You know what LeaningIntoTheMuse? You have a lot of insight into yourself. Especially since you've been describing yourself. I think that's really awesome. There's a few things I'd like to add if that's okay!

First of all I know what you mean here. People with a high IQ do ruminate more often than others. Research has also shown healthy distractions helpful in dealing with tendencies to ruminate. Before we proceed let me ask something; What's the point of this thread? Seriously? What's the objective?

I ask because I don't see this as a debate. I also ask because I want to help you out here. I'm very goal orientated so hopefully I won't offend you by going off topic.


Overanalysis, both self and academic
Seeking justifications from others for making weak choices
Exploring one coping mechanism after another instead of dealing with the problem

It isn't helping anyone, guys. It isn't helping the original poster that we give them a forum to reinforce their own thoughts like those. It certainly doesn't help anyone reading that sort of stuff. It certainly doesn't help -you- LeaningIntoTheMuse. Much less me.



This is my advice, take it or leave it;
1)The man who invented the artificial heart is an idiot. His IQ is low. What can you learn from this? I've learned that each person does have their own strengths and weaknesses and everyone should value themselves and their own individually unique, and subjective strengths. You should also know that just like IQ, EQ can also be raised. IQ levels change by training people to perform better in IQ tests. EQ results change through practice. You can improve social awkwardness through practice. Even people with aspergers may show themselves off as being neurotypical.

2)It doesn't matter how smart a person is. Being smart doesn't dictate possible partners. When looking for a long term partner, we're all equally selective in who we choose. Maybe gaining friendships, not partners, will be a possibility the moment you stop and identity people as people. Stop identifying people by labels. It's dehumanizing and offensive.

3)Any interest is a good interest. It doesn't matter whether or not other people enjoy the same interests you do. If a person is a good person, they'll value the fact you enjoy yourself in these hobbies. Period.

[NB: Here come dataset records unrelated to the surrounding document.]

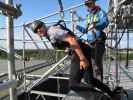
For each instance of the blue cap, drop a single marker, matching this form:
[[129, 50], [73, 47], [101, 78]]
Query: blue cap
[[90, 0]]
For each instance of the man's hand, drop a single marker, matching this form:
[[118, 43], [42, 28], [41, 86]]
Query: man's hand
[[84, 64], [91, 26]]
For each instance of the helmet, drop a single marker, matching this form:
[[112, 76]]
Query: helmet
[[37, 24]]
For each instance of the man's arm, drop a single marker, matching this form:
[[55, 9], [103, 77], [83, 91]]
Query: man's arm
[[74, 44]]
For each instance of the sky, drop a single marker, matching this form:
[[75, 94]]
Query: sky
[[35, 9]]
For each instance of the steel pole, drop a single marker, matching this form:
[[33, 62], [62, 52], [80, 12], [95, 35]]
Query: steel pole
[[10, 52], [116, 40]]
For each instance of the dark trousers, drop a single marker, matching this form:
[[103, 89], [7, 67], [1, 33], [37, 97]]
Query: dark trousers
[[97, 60], [76, 74]]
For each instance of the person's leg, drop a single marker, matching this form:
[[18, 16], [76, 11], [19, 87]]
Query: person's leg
[[75, 73]]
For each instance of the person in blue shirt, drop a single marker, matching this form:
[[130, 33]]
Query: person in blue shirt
[[97, 21]]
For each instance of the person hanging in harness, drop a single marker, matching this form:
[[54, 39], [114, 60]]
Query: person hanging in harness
[[97, 21], [81, 67]]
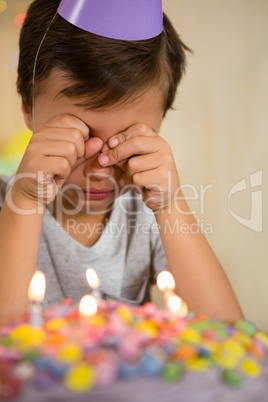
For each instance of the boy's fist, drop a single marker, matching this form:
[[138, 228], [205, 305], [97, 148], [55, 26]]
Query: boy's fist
[[52, 153]]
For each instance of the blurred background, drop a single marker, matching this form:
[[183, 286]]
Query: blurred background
[[218, 130]]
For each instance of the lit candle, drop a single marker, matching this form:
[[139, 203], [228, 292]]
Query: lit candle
[[88, 306], [36, 295], [177, 306], [94, 282], [166, 284]]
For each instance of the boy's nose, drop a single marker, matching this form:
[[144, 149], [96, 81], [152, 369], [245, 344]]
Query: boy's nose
[[92, 165]]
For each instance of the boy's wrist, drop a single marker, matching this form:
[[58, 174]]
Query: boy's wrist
[[21, 204]]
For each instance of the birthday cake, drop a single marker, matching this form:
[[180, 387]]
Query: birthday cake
[[131, 353]]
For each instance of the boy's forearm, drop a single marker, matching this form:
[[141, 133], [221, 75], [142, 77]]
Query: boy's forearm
[[19, 244], [200, 279]]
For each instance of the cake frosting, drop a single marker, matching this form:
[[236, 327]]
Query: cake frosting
[[125, 347]]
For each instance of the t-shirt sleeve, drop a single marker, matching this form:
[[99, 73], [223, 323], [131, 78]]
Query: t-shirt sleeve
[[3, 187], [158, 256]]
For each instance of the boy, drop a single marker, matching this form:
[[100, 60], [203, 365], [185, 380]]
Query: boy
[[95, 105]]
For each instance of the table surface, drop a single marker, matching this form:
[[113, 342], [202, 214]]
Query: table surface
[[201, 387]]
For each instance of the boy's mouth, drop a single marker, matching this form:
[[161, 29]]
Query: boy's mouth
[[97, 194]]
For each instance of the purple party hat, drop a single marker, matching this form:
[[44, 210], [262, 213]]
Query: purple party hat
[[117, 19]]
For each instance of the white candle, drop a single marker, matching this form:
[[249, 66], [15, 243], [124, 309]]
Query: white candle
[[88, 306], [166, 284], [36, 295], [94, 282]]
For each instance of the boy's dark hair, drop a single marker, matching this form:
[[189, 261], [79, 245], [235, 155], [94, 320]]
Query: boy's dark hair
[[104, 71]]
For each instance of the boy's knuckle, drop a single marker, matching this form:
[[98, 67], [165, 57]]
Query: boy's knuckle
[[141, 128], [66, 119], [64, 165], [71, 148], [132, 163], [75, 134], [136, 142]]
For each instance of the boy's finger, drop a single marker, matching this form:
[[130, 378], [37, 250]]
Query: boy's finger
[[92, 147], [134, 146]]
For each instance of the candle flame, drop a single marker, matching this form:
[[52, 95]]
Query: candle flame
[[177, 306], [37, 287], [165, 281], [88, 306], [92, 278]]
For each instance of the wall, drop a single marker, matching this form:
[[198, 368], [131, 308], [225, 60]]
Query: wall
[[219, 130]]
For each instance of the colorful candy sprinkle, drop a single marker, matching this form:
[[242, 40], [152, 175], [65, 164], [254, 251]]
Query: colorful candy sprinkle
[[122, 342]]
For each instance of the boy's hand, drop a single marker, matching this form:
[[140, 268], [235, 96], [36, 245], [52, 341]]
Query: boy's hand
[[50, 156], [147, 162]]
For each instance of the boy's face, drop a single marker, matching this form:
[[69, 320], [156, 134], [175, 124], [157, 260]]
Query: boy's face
[[99, 185]]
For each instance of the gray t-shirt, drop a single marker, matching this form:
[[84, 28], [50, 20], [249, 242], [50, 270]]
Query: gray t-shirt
[[127, 256]]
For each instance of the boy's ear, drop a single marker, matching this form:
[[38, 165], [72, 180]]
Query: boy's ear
[[27, 113]]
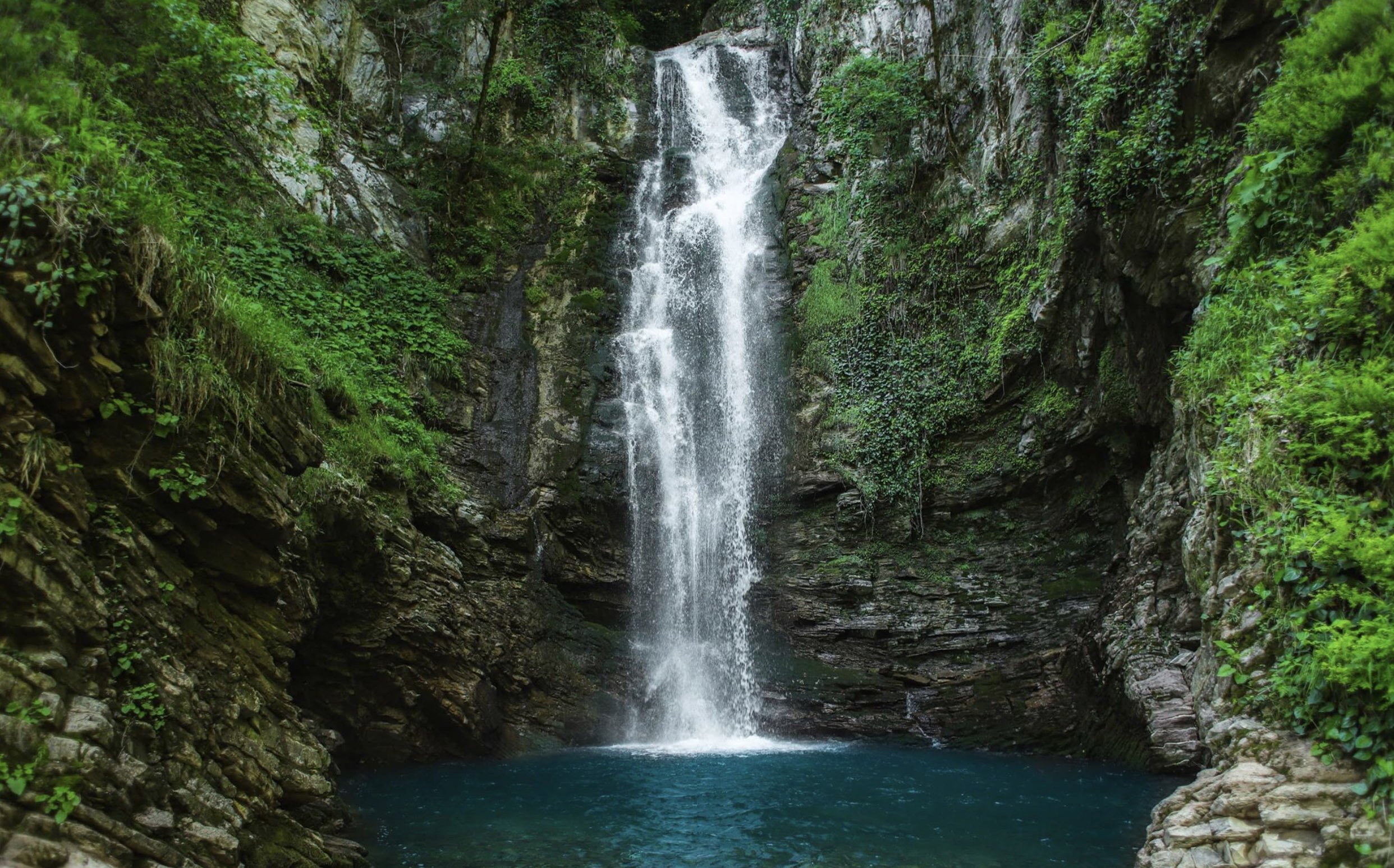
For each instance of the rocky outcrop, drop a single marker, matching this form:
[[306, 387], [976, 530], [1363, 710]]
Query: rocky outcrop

4)Let me suggest what I do here; People used to call me a know-it-all. So I quickly put a stop to that. I will not type not grammatically correct. With words including I'd instead of I'll. (See above.) I'm more concerned with other people's emotions than winning an argument. I always try to joke, seem on the level, and put other people at ease by choosing to make a fool out of myself. Especially if I pick up on the fact the other person is clearly awkward. I do not see other people as inferior to myself no matter what drivel they spew out of their mouths. (I've heard my share of hateful, and violent rhetoric.) And I also don't brag. I won't brag. Not about listening to Volker David Kirchner, reading the works of various French Philosophers, or how I enjoy reading the American Psychological Associations Journals.

In other words, I stopped being a snob.